Vedere le montagne attraverso un caleidoscopio. Alla GAManzoni di Milano, fino al 23 febbraio, il fotoreporter Stefano Zardini mostra come la documentazione possa tramutarsi in arte. Senza abbandonare la realtà.

Gli appassionati di sci ne saranno entusiasti: Stefano Zardini, uno tra i fotoreporter italiani più affermati a livello internazionale, presenta alcuni dei suoi lavori più recenti alla GAManzoni, il nuovissimo Centro Studi di Arte Moderna e Contemporanea di Milano. La piccola mostra espone le foto del progetto M.I.N.E. (Multiple Infringing Nature Expression), che evidenzia l’attenzione dell’artista per la fotografia come processo e opera d’arte.

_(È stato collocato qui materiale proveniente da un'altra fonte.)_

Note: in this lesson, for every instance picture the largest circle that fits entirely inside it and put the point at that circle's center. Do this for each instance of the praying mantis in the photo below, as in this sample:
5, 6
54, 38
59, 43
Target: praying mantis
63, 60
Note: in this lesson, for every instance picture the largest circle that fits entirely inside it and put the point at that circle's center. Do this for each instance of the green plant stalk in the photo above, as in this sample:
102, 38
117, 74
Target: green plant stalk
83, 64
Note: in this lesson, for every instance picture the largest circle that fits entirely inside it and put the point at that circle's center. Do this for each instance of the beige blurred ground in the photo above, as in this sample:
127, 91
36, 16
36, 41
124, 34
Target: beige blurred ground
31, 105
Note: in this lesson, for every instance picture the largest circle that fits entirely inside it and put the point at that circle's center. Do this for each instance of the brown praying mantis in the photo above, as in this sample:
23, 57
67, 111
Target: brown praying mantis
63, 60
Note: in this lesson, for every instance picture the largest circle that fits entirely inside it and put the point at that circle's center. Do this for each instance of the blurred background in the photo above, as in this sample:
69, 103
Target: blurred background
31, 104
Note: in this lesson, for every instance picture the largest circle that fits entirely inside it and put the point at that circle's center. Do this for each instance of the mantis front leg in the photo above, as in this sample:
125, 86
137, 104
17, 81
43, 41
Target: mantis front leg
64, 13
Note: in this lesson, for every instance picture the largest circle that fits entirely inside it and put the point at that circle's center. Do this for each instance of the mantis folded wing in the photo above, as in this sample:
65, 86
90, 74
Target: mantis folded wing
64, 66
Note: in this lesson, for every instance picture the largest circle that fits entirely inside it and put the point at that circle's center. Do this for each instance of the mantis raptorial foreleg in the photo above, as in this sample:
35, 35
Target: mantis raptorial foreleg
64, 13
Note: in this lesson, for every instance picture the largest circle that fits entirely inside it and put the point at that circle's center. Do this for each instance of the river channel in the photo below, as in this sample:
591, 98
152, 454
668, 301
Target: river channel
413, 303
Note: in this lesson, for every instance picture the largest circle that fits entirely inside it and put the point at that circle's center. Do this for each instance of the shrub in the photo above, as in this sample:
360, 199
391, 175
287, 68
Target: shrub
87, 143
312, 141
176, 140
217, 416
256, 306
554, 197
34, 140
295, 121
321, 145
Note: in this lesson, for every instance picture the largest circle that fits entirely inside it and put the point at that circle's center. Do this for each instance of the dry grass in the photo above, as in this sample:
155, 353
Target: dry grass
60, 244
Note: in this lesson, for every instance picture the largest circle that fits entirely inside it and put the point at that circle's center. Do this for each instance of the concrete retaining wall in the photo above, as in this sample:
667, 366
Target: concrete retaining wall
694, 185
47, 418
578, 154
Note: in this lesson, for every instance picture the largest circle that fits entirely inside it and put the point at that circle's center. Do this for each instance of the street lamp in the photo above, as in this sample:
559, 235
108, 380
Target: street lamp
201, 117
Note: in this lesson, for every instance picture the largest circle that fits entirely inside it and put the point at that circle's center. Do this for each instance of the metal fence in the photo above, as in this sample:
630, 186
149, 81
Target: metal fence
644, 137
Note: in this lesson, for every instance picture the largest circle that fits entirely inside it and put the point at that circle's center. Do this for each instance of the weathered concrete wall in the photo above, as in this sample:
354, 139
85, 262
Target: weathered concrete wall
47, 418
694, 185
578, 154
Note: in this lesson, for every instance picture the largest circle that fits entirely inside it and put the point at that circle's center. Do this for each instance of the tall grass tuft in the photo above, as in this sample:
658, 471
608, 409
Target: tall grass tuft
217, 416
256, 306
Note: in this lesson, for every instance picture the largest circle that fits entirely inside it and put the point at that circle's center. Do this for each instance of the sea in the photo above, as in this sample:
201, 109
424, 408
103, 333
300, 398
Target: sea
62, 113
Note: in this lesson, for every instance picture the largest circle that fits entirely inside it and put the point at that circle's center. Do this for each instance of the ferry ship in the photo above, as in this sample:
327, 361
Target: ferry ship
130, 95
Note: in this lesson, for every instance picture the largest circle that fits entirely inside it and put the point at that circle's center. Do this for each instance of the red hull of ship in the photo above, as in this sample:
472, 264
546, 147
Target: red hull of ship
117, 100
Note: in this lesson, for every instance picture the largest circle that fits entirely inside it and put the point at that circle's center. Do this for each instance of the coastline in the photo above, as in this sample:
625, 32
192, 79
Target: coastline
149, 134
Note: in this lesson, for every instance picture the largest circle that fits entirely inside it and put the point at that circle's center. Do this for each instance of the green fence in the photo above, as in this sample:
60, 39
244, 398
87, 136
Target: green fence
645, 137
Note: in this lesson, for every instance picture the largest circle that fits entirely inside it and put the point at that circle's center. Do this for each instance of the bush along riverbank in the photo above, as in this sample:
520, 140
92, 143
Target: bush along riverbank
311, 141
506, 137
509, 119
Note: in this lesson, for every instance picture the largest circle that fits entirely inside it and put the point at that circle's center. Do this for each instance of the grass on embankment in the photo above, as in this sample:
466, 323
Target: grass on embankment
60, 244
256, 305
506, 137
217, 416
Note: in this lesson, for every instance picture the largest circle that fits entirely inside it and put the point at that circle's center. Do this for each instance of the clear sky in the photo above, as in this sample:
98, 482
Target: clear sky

Dagli scatti  -che ritraggono paesaggi montani e piste da sci – Zardini isola singoli dettagli che poi manipola e moltiplica fino ad alterare la realtà stessa in una nuova e più complessa immagine.
Dopo gli anni dedicati ai reportage di guerra e alla fotografia documentaria, Zardini sceglie la strada dello sperimentalismo, esplora nuove tecniche e nuove forme di comunicazione. Per questa occasione torna tra le montagne dov’è nato e ne racconta ancora una volta quella bellezza potente e misteriosa che da sempre le avvolge. La natura, sembra dire l’artista, è imprevedibile, ma con i suoi colori e le sue forme non è mai imperfetta.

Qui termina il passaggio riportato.